All possible. And all improbable. It is telling that most of the game changers listed in the Times are beyond Biden’s control. The best way to turn out Democrats, for instance, is to have Donald Trump on the ballot. That won’t happen until at least 2024. Nor do Democrats choose GOP nominees. Republicans do. State governments oversee redistricting. The Supreme Court will determine the fate of Roe. And “normalcy” won’t return until inflation falls and Biden resists his overly cautious medical advisers, repudiates the teachers’ unions, and disincentivizes illegal immigration. As for a winning message, Biden had one in 2020. Then he forgot it.

 

You know what happened next. Historian Jon Meacham convinced Biden that he—yes, he—was the second coming of FDR and LBJ. The president embarked on a transformative agenda with the smallest Democratic majorities in more than a century. The success of his bipartisan infrastructure bill was lost amid news of chaos on the southern border, the Delta variant, retreat in Afghanistan, and rising inflation and crime.

 

Biden doubled down. He whipped support for his multi-trillion-dollar Build Back Better legislation despite opposition from within his own party. He was unpersuasive. Build Back Better died. Biden said that opponents of his election-takeover proposals stood on the same side of the issue as Jefferson Davis and George Wallace. His words had no effect. The election bills died, too. Biden couldn’t convince 50 Democratic senators to modify or abolish the legislative filibuster.

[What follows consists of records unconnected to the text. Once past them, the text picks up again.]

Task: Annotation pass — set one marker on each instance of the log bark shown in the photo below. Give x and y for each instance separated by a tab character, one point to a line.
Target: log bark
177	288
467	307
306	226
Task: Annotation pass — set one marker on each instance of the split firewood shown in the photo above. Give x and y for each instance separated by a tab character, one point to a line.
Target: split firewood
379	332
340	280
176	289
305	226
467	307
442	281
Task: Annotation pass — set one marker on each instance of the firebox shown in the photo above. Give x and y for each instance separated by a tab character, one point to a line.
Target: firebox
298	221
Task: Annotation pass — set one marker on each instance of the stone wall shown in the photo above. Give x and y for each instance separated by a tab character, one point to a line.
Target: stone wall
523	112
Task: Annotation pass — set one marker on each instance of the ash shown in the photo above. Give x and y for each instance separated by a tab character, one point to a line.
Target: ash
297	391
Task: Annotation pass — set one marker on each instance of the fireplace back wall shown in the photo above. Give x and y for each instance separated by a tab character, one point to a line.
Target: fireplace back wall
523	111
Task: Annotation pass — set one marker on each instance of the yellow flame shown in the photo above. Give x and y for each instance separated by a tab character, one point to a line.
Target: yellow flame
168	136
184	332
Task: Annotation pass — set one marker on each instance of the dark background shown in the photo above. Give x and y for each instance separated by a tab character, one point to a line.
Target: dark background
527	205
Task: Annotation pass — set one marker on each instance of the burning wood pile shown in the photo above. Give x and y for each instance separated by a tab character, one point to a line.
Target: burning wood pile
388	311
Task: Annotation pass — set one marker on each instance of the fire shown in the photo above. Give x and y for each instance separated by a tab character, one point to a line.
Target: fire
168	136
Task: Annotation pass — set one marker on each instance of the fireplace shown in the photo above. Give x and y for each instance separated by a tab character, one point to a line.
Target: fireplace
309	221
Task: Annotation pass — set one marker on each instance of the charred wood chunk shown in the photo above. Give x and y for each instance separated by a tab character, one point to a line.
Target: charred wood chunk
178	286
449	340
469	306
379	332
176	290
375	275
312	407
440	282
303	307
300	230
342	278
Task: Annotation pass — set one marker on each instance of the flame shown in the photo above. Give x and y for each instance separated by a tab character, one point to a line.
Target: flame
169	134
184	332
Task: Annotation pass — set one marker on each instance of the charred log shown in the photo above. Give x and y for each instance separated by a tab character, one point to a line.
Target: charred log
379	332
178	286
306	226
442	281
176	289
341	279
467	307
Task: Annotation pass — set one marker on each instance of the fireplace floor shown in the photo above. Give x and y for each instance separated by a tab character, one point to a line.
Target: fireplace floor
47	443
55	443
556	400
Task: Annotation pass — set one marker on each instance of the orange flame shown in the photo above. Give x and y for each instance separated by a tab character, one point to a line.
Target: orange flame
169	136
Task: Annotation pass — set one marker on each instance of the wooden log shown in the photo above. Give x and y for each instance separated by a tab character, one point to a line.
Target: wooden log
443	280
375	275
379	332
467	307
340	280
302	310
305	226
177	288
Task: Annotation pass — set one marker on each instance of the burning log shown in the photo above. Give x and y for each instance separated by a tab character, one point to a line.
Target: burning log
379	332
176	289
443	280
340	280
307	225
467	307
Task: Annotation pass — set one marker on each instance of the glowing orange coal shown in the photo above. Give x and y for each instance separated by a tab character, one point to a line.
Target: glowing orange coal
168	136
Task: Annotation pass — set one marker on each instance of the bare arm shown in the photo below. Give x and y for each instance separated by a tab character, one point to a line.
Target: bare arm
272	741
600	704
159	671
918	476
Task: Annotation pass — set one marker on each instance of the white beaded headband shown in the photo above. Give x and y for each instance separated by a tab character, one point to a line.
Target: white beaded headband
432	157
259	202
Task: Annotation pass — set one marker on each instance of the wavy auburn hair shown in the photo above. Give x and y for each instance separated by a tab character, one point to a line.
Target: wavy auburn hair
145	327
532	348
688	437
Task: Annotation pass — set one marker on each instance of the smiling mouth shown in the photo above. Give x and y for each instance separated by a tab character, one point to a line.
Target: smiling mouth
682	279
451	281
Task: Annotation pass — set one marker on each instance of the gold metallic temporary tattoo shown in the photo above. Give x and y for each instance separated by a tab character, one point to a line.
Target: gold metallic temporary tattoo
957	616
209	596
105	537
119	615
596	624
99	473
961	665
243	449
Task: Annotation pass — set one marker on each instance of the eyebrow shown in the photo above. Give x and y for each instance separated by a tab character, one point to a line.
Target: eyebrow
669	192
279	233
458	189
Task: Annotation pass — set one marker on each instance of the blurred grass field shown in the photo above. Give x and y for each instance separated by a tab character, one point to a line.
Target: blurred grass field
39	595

Indeed, Biden seems unable to convince anyone of anything.

Biden is so desperate for a win that his chief of staff purposely leaked news of Supreme Court Justice Stephen Breyer’s retirement. Biden assumes that keeping his promise to nominate the first black woman to the Supreme Court will turn the tide in his favor. This is wishful thinking. Seventy-six percent of Americans told ABC pollsters after Breyer’s announcement that Biden should ignore his campaign pledge and consider “all possible nominees.” Even if Republicans on the Senate Judiciary Committee act obnoxiously while questioning the nominee—a distinct possibility—the hearings will be a distant memory by Election Day. Voters are more likely to remember promises that Biden made but did not keep: that he would “shut down the virus,” that inflation would be “temporary,” and that the Afghanistan withdrawal was an “extraordinary success.”

 

At the beginning of this year, longtime Democratic strategist James Carville appeared on Meet the Press to offer his party advice. “Just quit being a whiny party,” Carville said, “and get out there and fight and tell people what you did, and tell people the exact truth.” Carville was as feisty—and as wrong—as ever. People know the exact truth of what Joe Biden has done. That’s why his party is in trouble.